Si brewok mengerling ke arah Bowo, rekannya. Senyum menyungging di bibirnya, lalu kemudian berkata dengan gerak bibir, “Kesempatan kita menghabisinya…”

Bowo mengangguk, lalu kemudian keduanya meloncat secara bersamaan ke arah Amon.

“Cih!” Amon segera melenting, tapi Bowo lebih cepat. Langsung mengarahkan tapaknya dan mengenai punggung Amon yang membuat pemuda itu terdorong maju. Di depan, pedang si brewok sudah menunggu, dan Amon segera menangkis dengan susah payah dengan pangkal pedangnya. Suara denting terdengar nyaring. Ada adu imdok yang membuat Amon dan si brewok terpaksa dibuat mundur.

Mendadak dari atas pohon muncul Kinan yang seperti terbang masuk ke kancah pertempuran.

“Guru, aku bantu!!!” teriaknya sambil mengayunkan pedang sekuat tenaga. Kinan mengeluarkan tenaga dalam, akibatnya angin sabetan pedangnya membuat jejak di tanah.

“Kak!” Limey berteriak kaget karena melihat Kinan muncul secara mengejutkan dari balik pohon.

Sesaat pertempuran tampak seimbang. Kinan menghadapi Bowo, dan Amon menghadapi si brewok. Tapi pada dasarnya keduanya sedang terluka berat sehabis pertarungan dengan Senyo gelap, tentu saja dalam beberapa jurus Kinan mulai terdesak.

Menyadari dirinya sendiri terdesak, Kinan segaja memancing Bowo menjauhi tempat Limey dan Amon. Selain berusaha untuk bisa meloloskan diri, Kinan juga tengah berusaha memutar otaknya untuk menjadikan kondisi tersebut berbalik.

Limey yang melihat Kinan semakin menjauhi tempat mereka, segera mengikuti. Dia mencemaskan keadaan Kinan, terlebih melihat Kinan tampak bersusah payah untuk menghidari gempuran pedang Bowo.

Setengah berlari Limey terus saja menyusuri hutan dan menajamkan telinga mendengarkan suara pertarungan.

Kini mereka sampai di pinggir jurang, dan Kinan terdesak. Karena Bowo terus menerus mendesaknya sampai di bibir jurang.

“Hehehehe……menyerahlah, lepas pedangmu dan aku akan membiarkan kau hidup, manis…” tawa Bowo tampak mengancam dan mengerikan.
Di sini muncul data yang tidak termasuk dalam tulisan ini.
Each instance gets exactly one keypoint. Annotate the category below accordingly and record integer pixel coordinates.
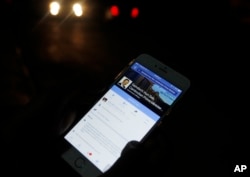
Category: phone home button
(79, 162)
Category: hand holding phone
(140, 97)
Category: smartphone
(142, 94)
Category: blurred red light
(134, 12)
(114, 10)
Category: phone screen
(127, 111)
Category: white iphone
(142, 94)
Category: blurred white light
(54, 8)
(77, 8)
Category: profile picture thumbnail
(124, 82)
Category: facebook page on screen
(126, 112)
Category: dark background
(51, 71)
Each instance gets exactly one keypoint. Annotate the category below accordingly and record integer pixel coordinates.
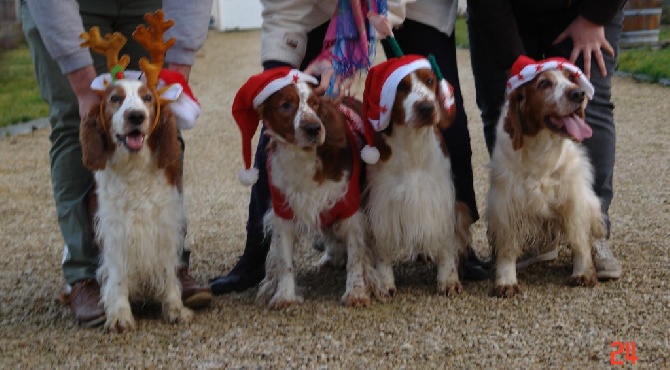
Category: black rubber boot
(249, 270)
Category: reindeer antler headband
(151, 39)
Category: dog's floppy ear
(96, 146)
(512, 123)
(164, 142)
(447, 117)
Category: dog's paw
(450, 289)
(587, 280)
(280, 302)
(506, 291)
(357, 297)
(120, 320)
(177, 314)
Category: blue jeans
(490, 87)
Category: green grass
(20, 99)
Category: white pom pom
(370, 154)
(248, 177)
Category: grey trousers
(490, 89)
(71, 181)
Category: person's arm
(190, 31)
(284, 31)
(498, 28)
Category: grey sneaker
(537, 254)
(607, 266)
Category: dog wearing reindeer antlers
(130, 142)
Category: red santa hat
(379, 94)
(525, 69)
(185, 107)
(253, 93)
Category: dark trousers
(490, 86)
(414, 38)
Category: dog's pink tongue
(574, 126)
(135, 142)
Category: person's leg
(418, 38)
(71, 181)
(601, 145)
(250, 268)
(489, 84)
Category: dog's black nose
(425, 109)
(576, 95)
(135, 117)
(312, 129)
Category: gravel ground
(551, 325)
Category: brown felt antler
(151, 38)
(110, 46)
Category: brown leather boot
(85, 302)
(193, 295)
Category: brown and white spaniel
(411, 202)
(540, 177)
(134, 151)
(314, 174)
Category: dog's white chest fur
(139, 220)
(411, 196)
(293, 172)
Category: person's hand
(323, 67)
(587, 38)
(80, 81)
(184, 69)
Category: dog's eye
(286, 106)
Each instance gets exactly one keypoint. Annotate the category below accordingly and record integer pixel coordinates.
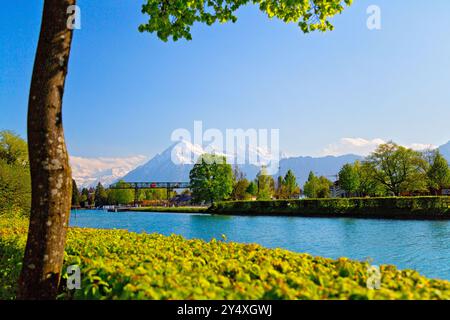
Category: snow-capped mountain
(88, 172)
(175, 163)
(445, 151)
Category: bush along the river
(117, 264)
(388, 207)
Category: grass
(117, 264)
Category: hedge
(117, 264)
(170, 209)
(389, 207)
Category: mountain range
(175, 163)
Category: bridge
(136, 186)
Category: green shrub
(389, 207)
(118, 264)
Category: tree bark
(50, 172)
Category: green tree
(120, 195)
(266, 185)
(398, 169)
(211, 179)
(317, 187)
(50, 168)
(84, 198)
(280, 192)
(13, 149)
(15, 183)
(101, 196)
(252, 189)
(438, 173)
(349, 179)
(75, 194)
(291, 188)
(240, 185)
(368, 184)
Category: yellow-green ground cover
(117, 264)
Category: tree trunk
(50, 172)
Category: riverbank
(190, 209)
(117, 264)
(417, 208)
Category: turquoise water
(420, 245)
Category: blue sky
(126, 92)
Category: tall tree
(13, 149)
(398, 168)
(51, 178)
(101, 196)
(240, 185)
(121, 194)
(266, 185)
(368, 185)
(252, 189)
(317, 187)
(50, 171)
(211, 179)
(349, 179)
(75, 194)
(290, 185)
(438, 173)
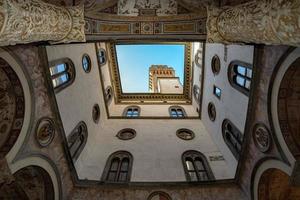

“Cih!” Kinan berjalan melangkah mundur, dan dia dapat merasakan, dua langkah lagi maka tamatlah riwayatnya. Terjun bebas ke dalam jurang.

Kinan mengetatkan pedangnya. Apa pun yang terjadi, dia harus terus bertahan. Tapi tampaknya bowo tidak memberi kesempatan, langsung saja menusukkan pedangnya ke depan, Kinan berusaha menangkis, tapi kemudian gerakan Bowo patah, dan berubah menyamping hingga kini yang diincarnya bagian pinggang. Kinan dengan setengah mati berkelit, tapi agak terlambat hingga baju dan kulitnya koyak.

Bowo tidak memberi kesempatan Kinan untuk bernapas, langsung saja menyerang. Melihat kakaknya berada di ujung tanduk, Limey segera berlari ke depan, lalu dengan sekuat tenaga, gadis bermata biru itu terbang melompat mendorong tubuh besar Bowo ke depan.

Tindakan Limey yang tiba-tiba tersebut tidak disangka Bowo. Lelaki jahat itu terkejut, namun tidak kuasa mengelak hentakan dorongan Limey.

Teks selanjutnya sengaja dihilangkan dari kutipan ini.